Details remain vague after four more US strikes against AQAP in Yemen

The US military has conducted at least four more strikes against al Qaeda in the Arabian Peninsula (AQAP) in the last two months, according to data acquired by FDD’s Long War Journal. But US Central Command (CENTCOM) has still not released details on any strikes against AQAP in Yemen in 2017.

FDD’s Long War Journal has twice inquired with CENTCOM about strikes against AQAP in Yemen in 2017. In mid-Sepember, CENTCOM told us the number was “more than 100.” Yesterday, CENTCOM told us the number was “more than 110,” six of which were conducted against the Islamic State.

The locations of the 2017 strikes against AQAP also remain undisclosed. In 2016, the plurality of US strikes against AQAP occurred in the Shabwah (17 strikes) and Al Bayda (10 strikes) governorates.

CENTCOM has, however, published details from strikes targeting the Islamic State in Yemen. US forces have targeted the Islamic State in Al Bayda province six times, the first of which occurred on Oct. 16, 2017.

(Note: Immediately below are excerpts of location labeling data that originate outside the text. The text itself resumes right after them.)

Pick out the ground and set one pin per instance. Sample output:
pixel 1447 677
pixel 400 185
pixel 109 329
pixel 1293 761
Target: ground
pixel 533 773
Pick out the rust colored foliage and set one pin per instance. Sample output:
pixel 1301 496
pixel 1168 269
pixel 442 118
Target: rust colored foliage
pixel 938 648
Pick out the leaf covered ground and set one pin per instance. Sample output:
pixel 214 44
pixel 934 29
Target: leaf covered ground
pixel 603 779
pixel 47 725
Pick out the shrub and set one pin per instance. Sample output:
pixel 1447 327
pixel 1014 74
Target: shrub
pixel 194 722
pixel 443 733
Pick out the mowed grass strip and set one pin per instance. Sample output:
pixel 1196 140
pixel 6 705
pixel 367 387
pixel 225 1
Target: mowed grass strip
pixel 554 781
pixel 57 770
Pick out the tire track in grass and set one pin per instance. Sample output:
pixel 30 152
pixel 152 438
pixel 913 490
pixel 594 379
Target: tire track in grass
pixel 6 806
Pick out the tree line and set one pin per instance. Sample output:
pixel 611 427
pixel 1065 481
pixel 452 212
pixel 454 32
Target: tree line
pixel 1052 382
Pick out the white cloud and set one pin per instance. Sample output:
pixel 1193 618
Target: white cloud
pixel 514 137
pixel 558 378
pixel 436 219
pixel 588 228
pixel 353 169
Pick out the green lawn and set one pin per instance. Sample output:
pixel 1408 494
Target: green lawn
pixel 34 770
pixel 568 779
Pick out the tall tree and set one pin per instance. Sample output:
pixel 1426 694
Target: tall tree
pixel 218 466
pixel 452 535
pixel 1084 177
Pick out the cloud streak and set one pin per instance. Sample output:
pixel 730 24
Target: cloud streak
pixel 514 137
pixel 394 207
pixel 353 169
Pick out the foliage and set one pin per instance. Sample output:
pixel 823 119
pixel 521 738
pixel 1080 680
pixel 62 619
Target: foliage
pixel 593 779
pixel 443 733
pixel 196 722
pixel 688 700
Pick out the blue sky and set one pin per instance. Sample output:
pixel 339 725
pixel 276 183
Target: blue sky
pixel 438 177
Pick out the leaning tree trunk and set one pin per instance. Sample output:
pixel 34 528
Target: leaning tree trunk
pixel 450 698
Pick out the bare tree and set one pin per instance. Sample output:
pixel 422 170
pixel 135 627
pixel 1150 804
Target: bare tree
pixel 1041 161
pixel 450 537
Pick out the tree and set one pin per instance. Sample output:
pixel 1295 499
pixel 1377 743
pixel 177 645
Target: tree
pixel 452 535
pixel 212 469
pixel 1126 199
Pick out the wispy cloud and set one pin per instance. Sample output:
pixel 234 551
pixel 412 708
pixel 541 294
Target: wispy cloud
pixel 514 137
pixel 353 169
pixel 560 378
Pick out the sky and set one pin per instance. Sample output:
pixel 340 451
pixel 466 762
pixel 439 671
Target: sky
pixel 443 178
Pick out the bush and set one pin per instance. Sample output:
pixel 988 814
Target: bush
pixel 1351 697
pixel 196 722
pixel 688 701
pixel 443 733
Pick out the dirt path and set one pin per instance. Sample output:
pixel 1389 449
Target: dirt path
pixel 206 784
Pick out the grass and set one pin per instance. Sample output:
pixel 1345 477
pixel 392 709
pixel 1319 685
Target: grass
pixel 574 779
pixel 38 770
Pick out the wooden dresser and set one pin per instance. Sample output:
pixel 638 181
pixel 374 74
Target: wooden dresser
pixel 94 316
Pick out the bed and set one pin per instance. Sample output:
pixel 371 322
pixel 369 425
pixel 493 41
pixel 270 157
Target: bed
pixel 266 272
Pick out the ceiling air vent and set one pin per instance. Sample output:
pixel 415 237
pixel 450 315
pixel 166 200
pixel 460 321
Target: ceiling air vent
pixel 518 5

Alexandra Gutowski is the senior military affairs analyst at the Foundation for Defense of Democracies.

2 Comments

  • MICHAEL CLENDENIN says:

    I am not interest in the number of strikes, rather just the results of the targets. Are we getting what we are aiming for? If not why not. It is all a numbers game, we must win!

  • irebukeu says:

    The ability to look down from the sky gives extreme advantage. What we can see is amazing. Computers can recognize moving objects and track to buildings and then pick them up again as they come out in real time, record it all and develop patterns and algorithms. The numbers of strikes tells me the level of intelligence being created to justify the strikes themselves. Any documentary about the battle of Mosul or ar Raqqa shows commanders with Ipads with real time sat maps. The PBS documentary “The Rise of the Drones” tells us the story and its old news now. OPEN SOURCE AND OLD. What can they do now? There was a race to create the smallest sized drone that can carry a payload. Are they down to the size of a butterfly now? Is that a hummingbird or a weapons platform?